I believe a stronger argument can be made that Lincoln's war was a blunder than Bush's was has been if we compare the same time periods of conflict. Bush's war has spanned from March 17, 2003 unto the present day -or roughly eighteen months. Was the condition of the Union in mid October of 1862 better or worse than what we have seen thus far in this war with Iraq??? If you think the condition of the Union was better, then please explain to me why this was so without utilizing anachronistic argumentation. For the record, Lincoln himself did not think things were going well for some time. Indeed even as late as late 1864, he did not think his re-election was likely at all. (Hardly a stance to be taking if the success in the war up to that point was in his favour.) Anyway, ponder those points over please before you consider this war to be the "colossal blunder" that the media is trying to make it out to be. There is room for improvement certainly and some things could have been done a lot better than they have been. But that in and of itself does not constitute a "blunder" -particularly when you consider what (and who){10} we are up against.

So, can I support the troops?

That depends on how you go about promulgating objections to the war effort you may have. In wartime, certain activities that are perfectly legitimate in other time frames constitute sedition when conducted during wartime. In your case, I have seen no evidence of seditious conduct in your public utterances; if anything you appear to for the most part be exercising a form of "reverent silence" on the matter. I would therefore say "yes" to your question above since you appear to approach this from a kind of conscientious objector standpoint rather than from one which can be said to be an undermining of our efforts in Iraq. In my mind that is a distinction with a difference.

It seems to me that loyalty, like all good things, can be properly given unconditional scope only when it is directed to the highest good, namely to God alone. In reference to all other things or persons, loyalty must be qualified because its immediate object exists within a hierarchy of goods which God has created. To the extent a nation, an army, a lover, or any human cause participates in that hierarchy, it may justly demand loyalty and support. To the extent that something deviates from the hierarchy of good, whether in ends or means, it cannot demand or expect human loyalty.
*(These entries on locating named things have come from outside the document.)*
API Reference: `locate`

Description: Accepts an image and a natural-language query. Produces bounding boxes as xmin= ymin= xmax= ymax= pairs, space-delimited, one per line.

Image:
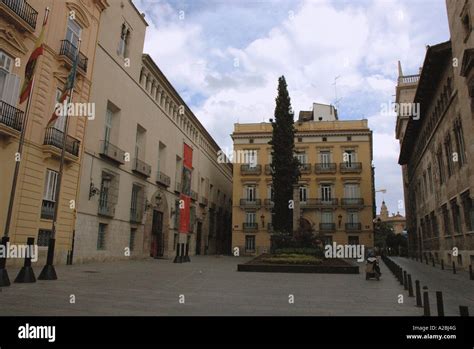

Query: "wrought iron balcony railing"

xmin=97 ymin=198 xmax=115 ymax=217
xmin=263 ymin=199 xmax=275 ymax=208
xmin=341 ymin=198 xmax=364 ymax=206
xmin=319 ymin=223 xmax=336 ymax=232
xmin=314 ymin=162 xmax=337 ymax=173
xmin=242 ymin=222 xmax=258 ymax=231
xmin=100 ymin=141 xmax=125 ymax=165
xmin=265 ymin=164 xmax=273 ymax=176
xmin=240 ymin=165 xmax=262 ymax=176
xmin=339 ymin=162 xmax=362 ymax=173
xmin=132 ymin=159 xmax=151 ymax=177
xmin=240 ymin=199 xmax=262 ymax=207
xmin=311 ymin=199 xmax=339 ymax=207
xmin=1 ymin=0 xmax=38 ymax=30
xmin=346 ymin=223 xmax=362 ymax=232
xmin=130 ymin=208 xmax=143 ymax=223
xmin=59 ymin=40 xmax=89 ymax=73
xmin=300 ymin=164 xmax=311 ymax=174
xmin=41 ymin=200 xmax=55 ymax=219
xmin=0 ymin=101 xmax=24 ymax=131
xmin=43 ymin=127 xmax=81 ymax=156
xmin=156 ymin=171 xmax=171 ymax=187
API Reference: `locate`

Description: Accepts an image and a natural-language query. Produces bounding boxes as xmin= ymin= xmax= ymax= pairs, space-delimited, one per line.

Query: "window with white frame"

xmin=267 ymin=185 xmax=275 ymax=202
xmin=0 ymin=50 xmax=20 ymax=106
xmin=245 ymin=235 xmax=255 ymax=251
xmin=342 ymin=150 xmax=357 ymax=167
xmin=321 ymin=211 xmax=333 ymax=224
xmin=244 ymin=150 xmax=257 ymax=167
xmin=117 ymin=23 xmax=130 ymax=58
xmin=319 ymin=150 xmax=331 ymax=167
xmin=66 ymin=17 xmax=82 ymax=49
xmin=43 ymin=169 xmax=59 ymax=202
xmin=300 ymin=185 xmax=308 ymax=202
xmin=245 ymin=212 xmax=257 ymax=224
xmin=244 ymin=185 xmax=257 ymax=201
xmin=347 ymin=210 xmax=359 ymax=224
xmin=344 ymin=183 xmax=360 ymax=199
xmin=321 ymin=184 xmax=332 ymax=201
xmin=295 ymin=151 xmax=308 ymax=164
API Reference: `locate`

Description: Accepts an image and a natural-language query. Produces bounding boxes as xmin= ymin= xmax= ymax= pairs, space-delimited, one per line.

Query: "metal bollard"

I do not believe President Bush deserves any kind of "unconditional support" on the war effort or on any other issue. However, he does deserve if not public support of the troops and their efforts than at the very least those who find themselves objecting out of conscience should limit themselves to the kind of constructive criticism that seeks to avoid anything that can have the odour of sedition even proximate to it. If the latter cannot be avoided, then there is nothing wrong with silence on the subject coupled with prayer for a favourable outcome for our nation. I agree that loyalty must be qualified; however certain actions or statements which are okay in non-war circumstances are not okay in war circumstances. The lack of understanding this fundamental point is causing a lot of damage to this country's efforts in the war whether most of those who oppose the war{12} realize it or not.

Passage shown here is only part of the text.